Imperial Educación: Race and Republican Motherhood in the Nineteenth-Century AmericasPosted in Books, Caribbean/Latin America, History, Literary/Artistic Criticism, Media Archive, Monographs, Politics/Public Policy, United States on 2021-11-28 02:42Z by Steven |
Imperial Educación: Race and Republican Motherhood in the Nineteenth-Century Americas
University of Virginia Press
August 2021
342 pages
Cloth ISBN: 9780813946238
Paper ISBN: 9780813946238
eBook ISBN: 9780813946238
Thomas Genova, Associate Professor of Spanish
University of Minnesota, Morris
In the long nineteenth century, Argentine and Cuban reformers invited white women from the United States to train teachers as replacements for their countries’ supposedly unfit mothers. Imperial Educación examines representations of mixed-race Afro-descended mothers in literary and educational texts from the Americas during an era in which governing elites were invested in reproducing European cultural values in their countries’ citizens.
Thomas Genova analyzes the racialized figure of the republican mother in nineteenth-century literary texts in North and South America and the Caribbean, highlighting the ways in which these works question the capacity of Afro-descended women to raise good republican citizens for the newly formed New World nation-states.

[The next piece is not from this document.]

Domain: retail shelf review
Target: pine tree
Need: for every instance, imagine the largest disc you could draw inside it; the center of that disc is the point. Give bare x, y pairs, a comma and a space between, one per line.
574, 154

Considering the work of canonical and noncanonical authors alike, Genova asks how the allegory of the national family—omnipresent in the nationalist discourses of the Americas—reconciles itself to the race hierarchies upon which New World slave and postslavery societies are built. This innovative study is the first book to consider the hemispheric relations between race, republican motherhood, and public education by triangulating the nation-building processes of Cuba and Argentina through U.S. empire.